Kuma Inn
113 Ludlow St. (Delancey & Rivington Sts.)
(212) 353-8866


Kuma InnKuma Inn somehow avoids the rampant douchebaggery (sorry, overused word but most appropriate here) of the surrounding restaurants and bars on Ludlow, Orchard, Stanton, and Rivington. Must have something to do with its almost-invisible perch one level up from the street. Walk up a narrow stairway to the second floor and you’ll find a buzzing room—and, alas, a wait on weekends. Filipino-American chef and owner King Phojanakong’s menu has an appealing mix of spicy-meaty Asian-inspired dishes (like sauteed Chinese sausage with Thai chili-lime sauce, or pan-fried pork tonkatsu with watercress salad) and lighter seafood or veg options (drunken spicy shrimp, seaweed salad). And everything’s on the cheaper side. Not massive portions, but enough—and perfect for sharing. Keep in mind that Kuma is BYO; corkage fees range from $1 for beer to $5 for wine, on up to $10 for a liter-and-a-half bottle of sake.

Cheeky Sandwiches
35 Orchard St. (Hester & Canal Sts.) no phone.
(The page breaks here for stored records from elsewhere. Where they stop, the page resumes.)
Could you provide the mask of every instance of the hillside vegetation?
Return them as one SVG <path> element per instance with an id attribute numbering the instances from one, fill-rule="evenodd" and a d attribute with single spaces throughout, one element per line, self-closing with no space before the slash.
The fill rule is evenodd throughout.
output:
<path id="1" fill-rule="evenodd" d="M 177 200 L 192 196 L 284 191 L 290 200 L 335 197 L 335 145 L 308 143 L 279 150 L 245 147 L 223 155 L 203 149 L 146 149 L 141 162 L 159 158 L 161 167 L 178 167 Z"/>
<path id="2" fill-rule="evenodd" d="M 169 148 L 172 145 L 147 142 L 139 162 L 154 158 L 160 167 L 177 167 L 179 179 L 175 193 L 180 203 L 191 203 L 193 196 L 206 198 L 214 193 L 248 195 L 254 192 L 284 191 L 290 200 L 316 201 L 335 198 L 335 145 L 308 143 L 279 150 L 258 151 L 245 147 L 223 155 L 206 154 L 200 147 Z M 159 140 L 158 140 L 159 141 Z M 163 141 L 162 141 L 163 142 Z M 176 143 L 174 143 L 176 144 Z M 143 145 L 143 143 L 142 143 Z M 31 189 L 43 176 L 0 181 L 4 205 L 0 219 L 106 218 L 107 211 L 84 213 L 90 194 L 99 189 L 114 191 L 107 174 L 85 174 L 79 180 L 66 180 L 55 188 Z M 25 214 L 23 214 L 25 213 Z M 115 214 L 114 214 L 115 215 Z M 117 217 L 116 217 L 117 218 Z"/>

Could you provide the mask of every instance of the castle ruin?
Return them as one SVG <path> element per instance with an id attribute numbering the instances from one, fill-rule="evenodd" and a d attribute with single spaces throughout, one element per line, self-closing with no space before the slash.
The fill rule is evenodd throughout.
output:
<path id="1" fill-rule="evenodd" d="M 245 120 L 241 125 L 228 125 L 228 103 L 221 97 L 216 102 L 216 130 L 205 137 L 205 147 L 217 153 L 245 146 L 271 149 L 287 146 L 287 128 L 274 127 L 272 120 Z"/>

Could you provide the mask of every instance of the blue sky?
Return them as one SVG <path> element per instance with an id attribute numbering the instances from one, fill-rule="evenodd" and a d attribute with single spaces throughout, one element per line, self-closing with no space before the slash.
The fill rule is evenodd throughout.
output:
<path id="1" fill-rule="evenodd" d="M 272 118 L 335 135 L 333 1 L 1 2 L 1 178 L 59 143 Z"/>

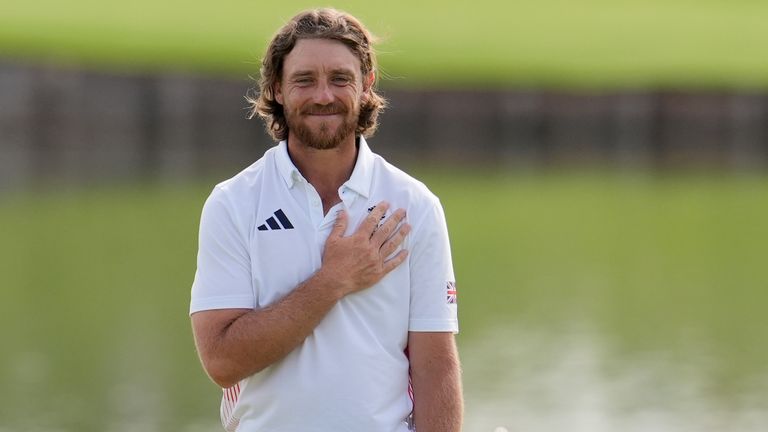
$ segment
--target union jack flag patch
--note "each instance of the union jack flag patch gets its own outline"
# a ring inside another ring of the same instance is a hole
[[[446,302],[456,304],[456,282],[448,282],[445,285]]]

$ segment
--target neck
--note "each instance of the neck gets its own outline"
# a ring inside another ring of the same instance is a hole
[[[339,188],[352,175],[357,161],[354,135],[350,135],[336,148],[318,150],[304,145],[289,132],[288,154],[301,175],[320,195],[326,213],[341,201]]]

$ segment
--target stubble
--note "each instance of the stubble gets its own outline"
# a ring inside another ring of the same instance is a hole
[[[303,110],[292,110],[290,113],[286,111],[285,121],[288,124],[288,130],[295,134],[296,138],[307,147],[317,150],[329,150],[339,147],[345,139],[355,133],[359,116],[359,112],[355,111],[357,110],[348,112],[340,104],[313,105]],[[317,127],[313,128],[304,120],[312,114],[329,113],[341,114],[343,116],[343,120],[335,132],[331,131],[329,122],[321,122]]]

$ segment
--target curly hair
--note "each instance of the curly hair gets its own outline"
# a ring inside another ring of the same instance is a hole
[[[283,74],[283,63],[296,42],[300,39],[332,39],[346,45],[360,60],[362,76],[376,73],[376,53],[373,50],[374,36],[352,15],[331,8],[312,9],[301,12],[285,24],[272,38],[261,62],[259,93],[247,95],[250,104],[248,118],[259,116],[264,119],[267,131],[277,140],[288,138],[288,124],[283,106],[275,100],[274,86]],[[360,117],[355,133],[369,137],[378,126],[379,112],[386,106],[386,100],[376,93],[373,85],[360,106]]]

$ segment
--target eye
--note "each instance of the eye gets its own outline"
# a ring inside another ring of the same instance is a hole
[[[298,86],[305,87],[312,84],[312,78],[309,78],[309,77],[296,78],[295,80],[293,80],[293,82]]]
[[[347,76],[339,75],[333,77],[332,81],[336,85],[347,85],[351,80]]]

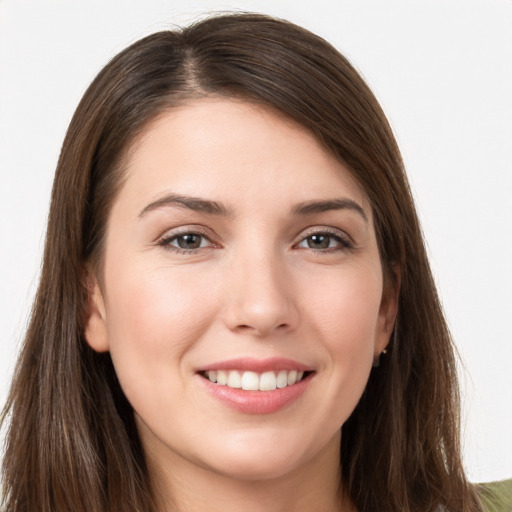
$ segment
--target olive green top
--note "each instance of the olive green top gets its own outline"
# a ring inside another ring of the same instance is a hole
[[[479,484],[486,512],[512,512],[512,479]]]

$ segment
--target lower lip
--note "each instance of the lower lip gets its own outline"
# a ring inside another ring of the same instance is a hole
[[[198,378],[217,400],[228,407],[245,414],[270,414],[296,402],[308,387],[312,376],[309,374],[296,384],[272,391],[245,391],[210,382],[201,375]]]

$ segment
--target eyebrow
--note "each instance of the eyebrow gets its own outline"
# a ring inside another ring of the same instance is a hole
[[[292,209],[293,215],[313,215],[315,213],[327,212],[330,210],[352,210],[368,223],[368,216],[366,215],[362,206],[348,198],[341,199],[328,199],[325,201],[306,201],[300,203]]]
[[[168,194],[148,204],[139,213],[139,217],[143,217],[146,213],[165,206],[178,206],[180,208],[187,208],[196,212],[218,215],[221,217],[233,216],[233,212],[231,210],[217,201],[201,199],[200,197],[184,196],[181,194]],[[357,212],[363,220],[368,223],[368,217],[362,206],[348,198],[328,199],[324,201],[306,201],[299,203],[297,206],[292,208],[291,213],[292,215],[305,216],[314,215],[315,213],[323,213],[330,210],[345,209]]]
[[[163,206],[178,206],[188,208],[196,212],[203,212],[209,215],[219,215],[222,217],[231,217],[232,212],[223,204],[217,201],[201,199],[199,197],[183,196],[180,194],[168,194],[152,203],[148,204],[140,213],[139,217],[143,217],[146,213],[161,208]]]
Cheeky.  From the minute it opened, Cheeky already looked like a neighborhood fixture. It’s cramped and ever-so-slightly trashed on the inside—very New Orleans, and deeply welcome if you have a thing for Nola— but the kitchen counter is immaculate. And so are the heavenly po’boys, stuffed with fried oysters or fried shrimp or fried chicken (sense a theme?) or braised short ribs, and for the non-carnivores there’s a generous veggie muffaletta. More manna for New Orleans nostalgists: Zapps spicy Cajun potato chips, chicory coffee, beignets. You can eat in if you can scrounge up a free space and stool, but otherwise plan to drop by, pick up your food, and scarf it down as you wander this way-down-south corner of the LES.

The Meatball Shop
84 Stanton St.
(212) 982-8895. 


The Meatball Shop.  The name doesn’t lie: You will find meatballs at The Meatball Shop—loads of them. Beef, spicy pork, chicken, and even a vegetable version. You pick a meatball, you pick a sauce (tomato, or a creamy Parmesan, or spicy beef, or mushroom gravy), and provolone or mozzarella, and it’s all piled onto a white or wheat hero. You can also go with a meatball-slider version, or a heftier “Meatball Smash” sandwich on a brioche bun. The only part of the name that’s misleading is “Shop.” There’s a full-fledged dining room here, albeit a small one, though you may opt to sit at the bar or grab your sandwich to go. On paper, the concept sounded a bit too niche; in reality, it’s a smash. Well-deserved: The meatballs, along with sides like a daily leafy green or the none-too-light risotto, polenta, or mashed potatoes, are just the thing for a spell of malaise, or a hangover, or too many lame protein bars.